Like most other performers, Douglas R. Ewart saw his gigs curtailed due to the pandemic, “but interestingly, it also provide some opportunities that might not have occurred.” One opportunity has been working with an arts group in Vancouver, which commissioned him to write music and also do ongoing workshops. He was an early adopter of the Internet. “Back in 1993 I did a concert with Wadada Leo Smith, who was in California, and Leroy Jenkins in New York, while I was here. We had to set up special lines to do that.” In 1963, Douglas R. Ewart brought the music he absorbed in his native Kingston to Chicago, where he became a member of the influential Association for the Advancement of Creative Musicians (AACM). Douglas R. Ewart and his wife, Janis came to the Twin Cities several decades ago, where he’s been a positive example for musicians and other kinds of artists.
Douglas R. Ewart has a lengthy list of accomplishments and credits, including a 1987 U.S.-Japan Creative Arts Fellowship to study both modern Japanese culture and the traditional Buddhist shakuhachi flute, and also to give public performances while in Japan. He’s a past-chairman of the internationally renowned AACM. His ensembles have included the Nyahbingi Drum Choir. the Clarinet Choir, Douglas R. Ewart & Inventions, Douglas R. Ewart & Quasar and Douglas R. Ewart & Stringnets. He’s released music on his own record label, Aarawak Records (founded in 1983), which has released his Red Hills and Bamboo Forest, Bamboo Meditations at Banff, Angles of Entrance, New Beings, and Velvet Fire.

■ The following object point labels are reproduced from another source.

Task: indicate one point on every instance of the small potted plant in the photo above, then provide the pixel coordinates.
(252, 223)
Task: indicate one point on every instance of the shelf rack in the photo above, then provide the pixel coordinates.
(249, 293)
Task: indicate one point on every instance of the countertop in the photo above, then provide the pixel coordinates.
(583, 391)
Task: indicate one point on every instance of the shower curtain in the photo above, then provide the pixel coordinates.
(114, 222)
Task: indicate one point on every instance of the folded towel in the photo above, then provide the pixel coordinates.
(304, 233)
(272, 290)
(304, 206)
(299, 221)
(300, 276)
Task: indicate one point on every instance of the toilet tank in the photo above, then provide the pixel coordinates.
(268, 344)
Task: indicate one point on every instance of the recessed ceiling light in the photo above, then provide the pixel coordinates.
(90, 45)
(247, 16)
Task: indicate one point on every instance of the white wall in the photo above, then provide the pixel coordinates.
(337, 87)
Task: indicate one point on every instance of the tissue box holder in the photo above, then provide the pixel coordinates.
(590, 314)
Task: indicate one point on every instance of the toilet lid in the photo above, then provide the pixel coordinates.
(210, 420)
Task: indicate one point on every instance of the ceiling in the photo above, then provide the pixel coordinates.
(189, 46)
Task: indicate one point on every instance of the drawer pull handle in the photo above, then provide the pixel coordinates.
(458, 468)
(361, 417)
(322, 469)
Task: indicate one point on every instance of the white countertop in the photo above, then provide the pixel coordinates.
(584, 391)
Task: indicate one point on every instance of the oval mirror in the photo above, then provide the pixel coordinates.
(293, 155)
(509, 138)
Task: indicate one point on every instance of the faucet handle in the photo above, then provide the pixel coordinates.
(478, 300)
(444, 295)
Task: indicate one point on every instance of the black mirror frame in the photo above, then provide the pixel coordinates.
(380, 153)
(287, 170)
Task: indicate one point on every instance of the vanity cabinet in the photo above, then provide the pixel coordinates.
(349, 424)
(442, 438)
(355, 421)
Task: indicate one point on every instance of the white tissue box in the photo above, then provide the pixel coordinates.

Believing that compositions should evolve and change, Douglas R. Ewart has created new or revised musical forms, such has his suite “Music from the Bamboo Forest,” which is in a state of constant evolution (its score currently comprises six movements employing a cornucopia of flutes, reeds, percussion instruments–many of them handmade — and significant audience participation). Douglas R. Ewart’s other collaborators have included Muhal Richard Abrams, Amina Myers, Beah Richards, the Art Ensemble of Chicago, Anthony Braxton, Alvin Curran, Anthony Davis, Von Freeman, Fred Anderson, Joseph Jarman, Yusef Lateef, Roscoe Mitchell, Ajule Sonny Rutlin, Rita Warford, Dee Alexander, Robert Dick, George E. Lewis, James Newton, Cecil Taylor, Richard Teitelbaum and Henry Threadgill.
Douglas R. Ewart also designs and builds instruments, from unique wind instruments to percussion instruments. His sculptures, sound sculptures, and individually handcrafted masks have been exhibited at Museum of Contemporary Art and the Art Institute of Chicago, among others.